Engineering students spend their college careers learning how mechanics, technology and scientific interactions work. Once their time at a university is finished, the question arises: what can a student engineer do after graduation to find a job?
The first suggestion is simple, but often intimidating: make a resume and get it into an employer’s hands.
Engineering resumes demonstrate more than just credibility for an employer. It also demonstrates a candidate’s understanding of structure, order and aesthetic.
“A professional, clean resume separates an okay candidate from a serious person for consideration for a position,” business graduate Brady Cantrell said. “For engineers, that resume shows that they understand how to make something look good and work right. Both of those things are what employers want to see.”
As graduates apply for entry-level positions, the phrase, “at least two years experience required” can cause hefty headaches.
While this standard can be daunting due to potential applicants being inexperienced, in-field professionals have advice on the subject.
“I tell my students to apply to any position that asks for up to five years of experience,” Lisa Dickter, senior associate director for Career Consultants at the Carnegie Mellon University College of Engineering, said. “What employers do is say, ‘Two to five years of experience,’ and write a job description that is the ideal candidate. Would they like to find someone with four years’ experience? Yes. But they don’t always, so they will write what they want, but they will still take on students who have less experience.”
Another obstacle to overcome for engineers out of college is allowing their training to be used in a number of ways.
Those who major in mechanical engineering have opportunities to display their talents and training in a significant variety of occupations. In 2014, the U.S. Bureau of Labor reported that over 277,500 mechanical engineers were employed.
The top five industries hiring new employees of that number were engineering services, machinery manufacturing, computer & electronic product manufacturing, research & development in engineering services and aerospace product & parts manufacturing.
These positions may have task overlap, but their responsibilities are vastly different. Engineering graduates can broaden their desirability and skill set as they extend their talents into different fields.

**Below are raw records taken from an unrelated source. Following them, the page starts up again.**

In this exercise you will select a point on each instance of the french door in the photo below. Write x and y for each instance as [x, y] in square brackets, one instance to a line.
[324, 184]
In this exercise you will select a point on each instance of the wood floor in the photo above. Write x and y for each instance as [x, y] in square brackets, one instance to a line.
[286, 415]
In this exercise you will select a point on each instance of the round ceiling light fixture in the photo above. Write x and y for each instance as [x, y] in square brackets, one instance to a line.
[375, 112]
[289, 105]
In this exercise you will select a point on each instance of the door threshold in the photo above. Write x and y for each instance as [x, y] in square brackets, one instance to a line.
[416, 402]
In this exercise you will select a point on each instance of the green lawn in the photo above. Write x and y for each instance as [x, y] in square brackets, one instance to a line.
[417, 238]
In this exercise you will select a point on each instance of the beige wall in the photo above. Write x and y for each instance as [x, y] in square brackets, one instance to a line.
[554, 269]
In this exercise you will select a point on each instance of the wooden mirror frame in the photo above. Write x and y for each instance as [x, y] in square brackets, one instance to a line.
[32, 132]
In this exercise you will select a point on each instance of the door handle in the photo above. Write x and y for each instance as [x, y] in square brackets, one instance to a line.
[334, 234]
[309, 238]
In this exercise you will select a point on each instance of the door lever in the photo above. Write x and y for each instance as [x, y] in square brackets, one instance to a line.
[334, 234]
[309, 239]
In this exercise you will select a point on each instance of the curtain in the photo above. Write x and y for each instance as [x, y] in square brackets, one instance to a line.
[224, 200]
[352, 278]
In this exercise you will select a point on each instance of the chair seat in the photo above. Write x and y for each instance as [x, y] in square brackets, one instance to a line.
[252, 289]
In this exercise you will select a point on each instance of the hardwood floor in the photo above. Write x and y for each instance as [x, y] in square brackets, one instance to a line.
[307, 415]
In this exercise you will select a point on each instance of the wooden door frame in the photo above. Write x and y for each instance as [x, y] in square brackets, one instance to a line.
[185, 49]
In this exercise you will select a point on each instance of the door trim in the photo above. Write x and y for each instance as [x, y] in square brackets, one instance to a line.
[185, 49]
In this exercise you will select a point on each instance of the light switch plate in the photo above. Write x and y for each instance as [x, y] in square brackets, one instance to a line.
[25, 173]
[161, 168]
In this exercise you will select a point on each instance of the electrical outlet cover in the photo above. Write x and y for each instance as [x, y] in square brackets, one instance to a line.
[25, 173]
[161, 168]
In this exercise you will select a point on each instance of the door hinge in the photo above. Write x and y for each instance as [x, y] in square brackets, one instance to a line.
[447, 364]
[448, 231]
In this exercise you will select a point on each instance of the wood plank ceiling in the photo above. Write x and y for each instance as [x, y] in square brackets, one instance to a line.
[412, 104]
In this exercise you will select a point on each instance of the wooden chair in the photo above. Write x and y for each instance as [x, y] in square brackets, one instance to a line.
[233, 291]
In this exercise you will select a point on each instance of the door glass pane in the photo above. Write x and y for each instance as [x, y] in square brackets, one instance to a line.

Engineering students can recall their college training as an opportunity to expand their understanding of mechanics, technology and electronics.
“I’m a mechanical engineering major and there’s lots of things Weber has to help us learn,” student Shelby Chatlin said. “There’s equipment here that could be updated, but it helps you learn the basics.”
Skills learned before and after graduation can take engineers to career opportunities they may not have had before.
Companies such as Boeing, Orbital ATK, Northrop Grumman and Kihomac are in high-demand for college graduates who earned degrees in computer engineering or electrical engineering due to their need for a dedicated and trained workforce.
These companies, and others like them, update their employee needs regularly. Engineers need only do what they have been taught to find a career path: make a plan and put it to the test.